Quando Gorbaciov faceva footing a Castro

via Corriere.it

FRANCESCO GRECO.
CASTRO (Le) - Calzoncini e maglietta bianchi, scarpette da tennis. Accanto, una ragazza bella, alta e bionda, pure lei vestita di bianco. Intorno 3 o 4 poliziotti in tuta. Erano le 5 del mattino di un giorno d’estate del 2003. Il gruppetto spuntava da un vialetto di ghiaia che correva nella folta vegetazione.

Correvano gli anni a cavallo fra i ’90 e i 2000. Come tutte le mattine, Gorbaciov (da poco vedovo di Raisa, mancata il 20 settembre 1999) e la figlia Irina facevano footing nel Parco delle Querce di Castro, a quell’ora solitaria silenzioso, senza mamme e bambini.

Mikhail Gorbaciov (mancato ieri a 91 anni, Nobel per la pace nel 1990), era giunto in Terra d’Otranto anni prima su invito dell’Unione dei Comuni della Grecìa Salentina, che gli aveva trovato come dimora una villetta in zona Argentara, da dove si scendeva direttamente al mare.

Ci era tornato un’altra volta in via diciamo ufficiale e due in incognita: ormai non aveva più cariche politiche. Nel 2003 fu l’ultima volta, il Comune di Calimera (Lecce) gli diede la cittadinanza onoraria. Era innamorato di questa bellissima località dell’Adriatico fra Otranto e S. Maria di Leuca e ci passava le vacanze.

Il giornalismo è faccenda di contatti, oggi è quasi un fatto di lupi solitari. I miei dell’epoca mi suggerirono che il leader di glasnost e perestrojka stava cercando casa a Castro.

Andai ovviamente subito per appurarlo: non trovai conferme né smentite. Il viaggio comunque non fu inutile. Incontrai il cuoco del ristorante “Panoramico” che mi descrisse il menu del pranzo e cena di Gorbaciov e Irina: sempre a base di pesce.

La fortuna era dalla mia: spuntò un tale che raccontò che i Gorbaciov la mattina presto facevano footing al Parco lì a due passi, entrata maestosa sull’incrocio.

Davanti alla mia esitazione nel credergli aggiunse di avere le prove: le foto. Non era possibile farne, padre e figlia erano sempre circondati da guardie del corpo, ma lui ci era riuscito.
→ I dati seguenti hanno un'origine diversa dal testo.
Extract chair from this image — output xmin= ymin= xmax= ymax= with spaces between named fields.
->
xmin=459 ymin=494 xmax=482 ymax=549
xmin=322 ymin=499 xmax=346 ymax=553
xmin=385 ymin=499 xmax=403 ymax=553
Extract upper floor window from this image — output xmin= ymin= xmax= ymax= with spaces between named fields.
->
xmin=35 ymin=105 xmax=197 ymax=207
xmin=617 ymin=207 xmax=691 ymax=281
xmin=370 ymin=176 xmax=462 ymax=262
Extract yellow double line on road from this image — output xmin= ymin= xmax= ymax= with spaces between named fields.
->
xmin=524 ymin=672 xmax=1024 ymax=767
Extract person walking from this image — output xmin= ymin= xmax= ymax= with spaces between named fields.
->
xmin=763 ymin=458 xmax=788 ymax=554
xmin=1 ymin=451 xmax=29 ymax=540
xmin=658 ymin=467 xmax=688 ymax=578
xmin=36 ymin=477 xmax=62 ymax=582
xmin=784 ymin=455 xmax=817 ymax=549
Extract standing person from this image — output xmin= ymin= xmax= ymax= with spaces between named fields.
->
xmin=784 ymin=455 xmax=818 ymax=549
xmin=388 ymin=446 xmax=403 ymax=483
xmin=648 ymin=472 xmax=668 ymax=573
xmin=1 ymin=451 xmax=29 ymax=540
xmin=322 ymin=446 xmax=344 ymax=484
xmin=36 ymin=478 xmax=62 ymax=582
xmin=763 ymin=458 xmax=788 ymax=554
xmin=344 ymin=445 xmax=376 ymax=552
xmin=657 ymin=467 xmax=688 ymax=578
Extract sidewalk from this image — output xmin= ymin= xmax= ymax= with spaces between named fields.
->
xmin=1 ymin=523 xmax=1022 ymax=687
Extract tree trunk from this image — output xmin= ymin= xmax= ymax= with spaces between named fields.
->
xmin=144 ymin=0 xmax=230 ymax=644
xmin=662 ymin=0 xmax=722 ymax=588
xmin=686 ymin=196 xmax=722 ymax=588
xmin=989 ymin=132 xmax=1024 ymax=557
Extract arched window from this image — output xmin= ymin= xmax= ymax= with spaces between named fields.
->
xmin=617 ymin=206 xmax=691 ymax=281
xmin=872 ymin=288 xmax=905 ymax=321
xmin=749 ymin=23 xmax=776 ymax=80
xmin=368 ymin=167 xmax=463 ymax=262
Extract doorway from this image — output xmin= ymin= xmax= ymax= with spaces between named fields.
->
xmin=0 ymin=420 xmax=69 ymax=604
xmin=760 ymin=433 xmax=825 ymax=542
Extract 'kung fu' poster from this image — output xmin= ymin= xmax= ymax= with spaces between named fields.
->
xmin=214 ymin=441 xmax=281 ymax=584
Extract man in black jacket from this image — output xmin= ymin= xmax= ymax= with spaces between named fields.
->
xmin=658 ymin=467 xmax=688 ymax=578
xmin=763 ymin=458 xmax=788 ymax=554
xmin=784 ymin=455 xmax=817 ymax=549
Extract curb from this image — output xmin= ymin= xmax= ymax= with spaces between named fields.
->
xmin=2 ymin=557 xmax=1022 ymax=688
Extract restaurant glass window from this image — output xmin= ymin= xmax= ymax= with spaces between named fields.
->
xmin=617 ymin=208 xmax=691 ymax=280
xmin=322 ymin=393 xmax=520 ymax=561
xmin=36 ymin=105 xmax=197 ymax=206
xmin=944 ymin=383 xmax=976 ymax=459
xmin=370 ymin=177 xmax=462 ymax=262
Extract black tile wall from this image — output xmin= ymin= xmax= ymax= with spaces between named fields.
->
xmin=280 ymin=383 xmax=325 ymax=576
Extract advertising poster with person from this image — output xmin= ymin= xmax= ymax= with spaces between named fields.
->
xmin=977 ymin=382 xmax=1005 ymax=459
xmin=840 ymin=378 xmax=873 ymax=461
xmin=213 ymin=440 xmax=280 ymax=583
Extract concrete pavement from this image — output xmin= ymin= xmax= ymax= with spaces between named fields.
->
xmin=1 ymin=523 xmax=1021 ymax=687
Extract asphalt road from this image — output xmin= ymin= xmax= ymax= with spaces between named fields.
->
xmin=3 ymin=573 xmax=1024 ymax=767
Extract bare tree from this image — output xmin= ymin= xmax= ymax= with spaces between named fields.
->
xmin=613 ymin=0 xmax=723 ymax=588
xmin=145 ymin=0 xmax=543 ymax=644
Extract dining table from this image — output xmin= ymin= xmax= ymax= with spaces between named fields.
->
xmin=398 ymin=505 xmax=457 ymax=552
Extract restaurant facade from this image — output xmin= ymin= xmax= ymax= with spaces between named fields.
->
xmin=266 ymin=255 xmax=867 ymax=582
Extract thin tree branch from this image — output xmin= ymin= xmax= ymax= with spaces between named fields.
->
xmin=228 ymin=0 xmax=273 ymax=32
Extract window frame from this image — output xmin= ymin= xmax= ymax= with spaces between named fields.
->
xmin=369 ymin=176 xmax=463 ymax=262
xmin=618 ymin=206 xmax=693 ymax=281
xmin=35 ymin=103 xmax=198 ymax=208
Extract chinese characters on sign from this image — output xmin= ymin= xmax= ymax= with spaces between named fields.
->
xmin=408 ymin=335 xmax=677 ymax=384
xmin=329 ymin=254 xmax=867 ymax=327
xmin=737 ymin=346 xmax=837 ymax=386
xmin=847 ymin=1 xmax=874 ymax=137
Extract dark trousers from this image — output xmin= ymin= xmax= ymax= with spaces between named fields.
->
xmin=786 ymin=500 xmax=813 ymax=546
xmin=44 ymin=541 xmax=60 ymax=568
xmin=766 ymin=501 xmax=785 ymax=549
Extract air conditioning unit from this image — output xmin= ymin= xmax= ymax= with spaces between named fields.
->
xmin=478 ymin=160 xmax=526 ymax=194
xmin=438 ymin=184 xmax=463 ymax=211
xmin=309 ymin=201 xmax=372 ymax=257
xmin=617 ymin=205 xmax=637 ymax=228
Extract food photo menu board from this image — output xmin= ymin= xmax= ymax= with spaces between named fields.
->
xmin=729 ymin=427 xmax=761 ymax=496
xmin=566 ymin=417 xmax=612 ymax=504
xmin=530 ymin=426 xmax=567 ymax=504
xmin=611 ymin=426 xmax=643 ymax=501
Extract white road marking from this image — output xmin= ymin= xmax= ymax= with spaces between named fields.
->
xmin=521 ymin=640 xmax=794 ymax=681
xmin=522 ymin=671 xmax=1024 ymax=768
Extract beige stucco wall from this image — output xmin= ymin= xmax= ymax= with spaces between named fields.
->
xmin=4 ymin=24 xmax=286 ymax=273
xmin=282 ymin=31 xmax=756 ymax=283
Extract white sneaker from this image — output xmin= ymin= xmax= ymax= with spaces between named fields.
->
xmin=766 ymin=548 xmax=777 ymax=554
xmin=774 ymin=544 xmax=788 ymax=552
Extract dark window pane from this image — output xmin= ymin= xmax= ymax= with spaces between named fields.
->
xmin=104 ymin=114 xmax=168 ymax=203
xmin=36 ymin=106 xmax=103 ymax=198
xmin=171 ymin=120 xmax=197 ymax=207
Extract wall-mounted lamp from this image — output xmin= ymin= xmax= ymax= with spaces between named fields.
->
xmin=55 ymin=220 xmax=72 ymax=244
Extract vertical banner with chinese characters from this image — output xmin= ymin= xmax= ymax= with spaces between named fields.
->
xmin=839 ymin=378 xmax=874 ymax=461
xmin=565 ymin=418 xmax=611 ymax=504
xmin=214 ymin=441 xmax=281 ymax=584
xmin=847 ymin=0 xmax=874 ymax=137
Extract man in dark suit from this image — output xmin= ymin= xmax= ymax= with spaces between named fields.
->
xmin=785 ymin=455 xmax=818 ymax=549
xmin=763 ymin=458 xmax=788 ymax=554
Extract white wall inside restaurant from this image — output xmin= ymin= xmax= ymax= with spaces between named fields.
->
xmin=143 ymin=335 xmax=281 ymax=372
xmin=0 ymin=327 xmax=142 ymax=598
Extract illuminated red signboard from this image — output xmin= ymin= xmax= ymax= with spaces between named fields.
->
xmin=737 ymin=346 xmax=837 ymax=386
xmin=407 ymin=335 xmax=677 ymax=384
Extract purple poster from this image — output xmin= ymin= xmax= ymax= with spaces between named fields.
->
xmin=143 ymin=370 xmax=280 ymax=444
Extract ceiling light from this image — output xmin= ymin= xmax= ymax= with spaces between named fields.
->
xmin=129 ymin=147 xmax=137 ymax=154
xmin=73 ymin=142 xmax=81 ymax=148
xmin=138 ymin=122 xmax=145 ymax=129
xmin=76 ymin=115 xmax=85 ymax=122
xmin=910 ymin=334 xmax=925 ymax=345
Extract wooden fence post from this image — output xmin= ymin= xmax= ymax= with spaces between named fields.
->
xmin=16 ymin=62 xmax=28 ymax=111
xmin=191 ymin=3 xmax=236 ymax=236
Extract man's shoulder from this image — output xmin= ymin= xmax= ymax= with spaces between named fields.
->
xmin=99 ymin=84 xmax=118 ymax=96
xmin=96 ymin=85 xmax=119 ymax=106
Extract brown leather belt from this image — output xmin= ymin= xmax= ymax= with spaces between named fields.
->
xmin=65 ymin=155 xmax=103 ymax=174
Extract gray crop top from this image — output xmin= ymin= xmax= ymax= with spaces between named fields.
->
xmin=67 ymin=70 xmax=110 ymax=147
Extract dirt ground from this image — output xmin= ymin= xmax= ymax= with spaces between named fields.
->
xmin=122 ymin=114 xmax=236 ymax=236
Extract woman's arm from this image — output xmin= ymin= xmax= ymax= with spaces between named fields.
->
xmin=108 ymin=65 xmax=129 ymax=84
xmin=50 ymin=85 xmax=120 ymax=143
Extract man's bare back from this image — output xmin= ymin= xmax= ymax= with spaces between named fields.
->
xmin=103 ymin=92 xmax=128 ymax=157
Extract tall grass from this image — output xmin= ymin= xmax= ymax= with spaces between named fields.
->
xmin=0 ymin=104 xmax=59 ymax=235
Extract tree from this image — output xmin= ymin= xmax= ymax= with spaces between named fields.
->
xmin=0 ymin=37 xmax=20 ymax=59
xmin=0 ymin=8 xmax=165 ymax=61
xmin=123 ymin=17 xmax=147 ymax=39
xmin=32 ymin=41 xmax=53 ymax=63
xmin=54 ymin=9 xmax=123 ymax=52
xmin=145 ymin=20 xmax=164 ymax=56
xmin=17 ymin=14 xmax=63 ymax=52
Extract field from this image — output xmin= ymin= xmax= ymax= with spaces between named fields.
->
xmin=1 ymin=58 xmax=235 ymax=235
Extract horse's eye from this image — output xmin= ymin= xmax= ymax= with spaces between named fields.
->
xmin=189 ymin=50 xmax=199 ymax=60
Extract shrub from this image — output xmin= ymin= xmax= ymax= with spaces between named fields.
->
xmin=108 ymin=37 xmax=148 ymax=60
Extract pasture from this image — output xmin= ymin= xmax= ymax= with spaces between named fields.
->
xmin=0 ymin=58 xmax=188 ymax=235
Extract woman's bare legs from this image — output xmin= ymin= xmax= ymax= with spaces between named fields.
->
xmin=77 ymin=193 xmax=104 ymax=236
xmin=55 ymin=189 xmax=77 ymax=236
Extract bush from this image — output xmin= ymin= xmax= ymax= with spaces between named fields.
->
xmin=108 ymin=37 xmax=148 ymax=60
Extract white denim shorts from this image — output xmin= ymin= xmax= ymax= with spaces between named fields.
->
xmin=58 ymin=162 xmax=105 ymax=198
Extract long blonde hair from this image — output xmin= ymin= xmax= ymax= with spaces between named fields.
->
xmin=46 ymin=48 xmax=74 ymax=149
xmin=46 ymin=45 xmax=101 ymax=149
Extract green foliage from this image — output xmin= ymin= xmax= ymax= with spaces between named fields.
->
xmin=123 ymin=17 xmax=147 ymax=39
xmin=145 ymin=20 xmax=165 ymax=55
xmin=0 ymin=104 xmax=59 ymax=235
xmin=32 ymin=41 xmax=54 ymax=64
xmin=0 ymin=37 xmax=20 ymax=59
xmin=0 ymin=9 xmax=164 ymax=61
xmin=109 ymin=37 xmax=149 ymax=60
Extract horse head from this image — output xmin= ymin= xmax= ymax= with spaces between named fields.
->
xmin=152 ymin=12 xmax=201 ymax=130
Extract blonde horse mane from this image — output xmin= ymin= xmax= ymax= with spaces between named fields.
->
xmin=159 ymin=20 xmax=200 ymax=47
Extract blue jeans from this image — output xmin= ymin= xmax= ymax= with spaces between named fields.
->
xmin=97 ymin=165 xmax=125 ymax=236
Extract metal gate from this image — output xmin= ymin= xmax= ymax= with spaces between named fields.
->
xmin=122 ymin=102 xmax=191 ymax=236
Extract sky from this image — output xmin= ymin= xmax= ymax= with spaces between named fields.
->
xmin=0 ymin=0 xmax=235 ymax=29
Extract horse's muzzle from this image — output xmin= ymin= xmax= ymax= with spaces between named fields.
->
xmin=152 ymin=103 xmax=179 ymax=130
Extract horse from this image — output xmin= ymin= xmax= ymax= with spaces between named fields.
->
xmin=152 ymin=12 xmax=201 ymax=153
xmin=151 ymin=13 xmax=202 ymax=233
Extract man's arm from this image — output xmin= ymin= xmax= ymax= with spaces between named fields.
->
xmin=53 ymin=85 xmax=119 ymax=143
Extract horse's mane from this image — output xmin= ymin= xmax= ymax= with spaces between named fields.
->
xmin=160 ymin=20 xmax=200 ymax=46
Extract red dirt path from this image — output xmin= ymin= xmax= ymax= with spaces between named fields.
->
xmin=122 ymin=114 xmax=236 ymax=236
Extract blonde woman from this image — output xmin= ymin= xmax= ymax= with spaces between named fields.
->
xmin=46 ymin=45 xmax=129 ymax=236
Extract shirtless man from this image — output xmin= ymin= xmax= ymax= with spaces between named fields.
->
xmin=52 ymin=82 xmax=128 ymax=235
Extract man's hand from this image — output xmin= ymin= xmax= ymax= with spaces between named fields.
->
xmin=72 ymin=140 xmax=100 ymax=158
Gliele chiesi, non voleva darmele. Lo convinsi promettendogli che gliele avrei firmate. Me ne diede due. Si chiama scoop, di solito si mette su una pagina e lo si strilla in prima. Portai il pezzo e le foto al giornale cui collaboravo. All’epoca vendeva 25 mila copie e usciva solo, oggi è “panino” di una testata nazionale.

Il giorno dopo mi ritrovai schiacciati articolo e foto su un colonnino e senza firma, né la mia né quella dell’autore delle fote ”rubate” all’alba (all’epoca non c’erano ancora i cellulari).

Il caporedattore le aveva così compresse che la fitta vegetazione e il gruppetto di persone si confondevano. Capii che il giornalismo stava agonizzando, era ormai agli ultimi rantoli. Chiusi ogni collaborazione.

Ero così amareggiato che non chiesi indietro le foto. L’autore mi telefonò per una meritata lavata di testa: non sapeva che ero vittima quanto lui del giornalismo della domenica che sta asfissiando i giornali portandoli alla fine.

Non le ho più riviste, ma penso che l’autore abbia i negativi e così dal 30 agosto 2022 è in possesso di un documento storico.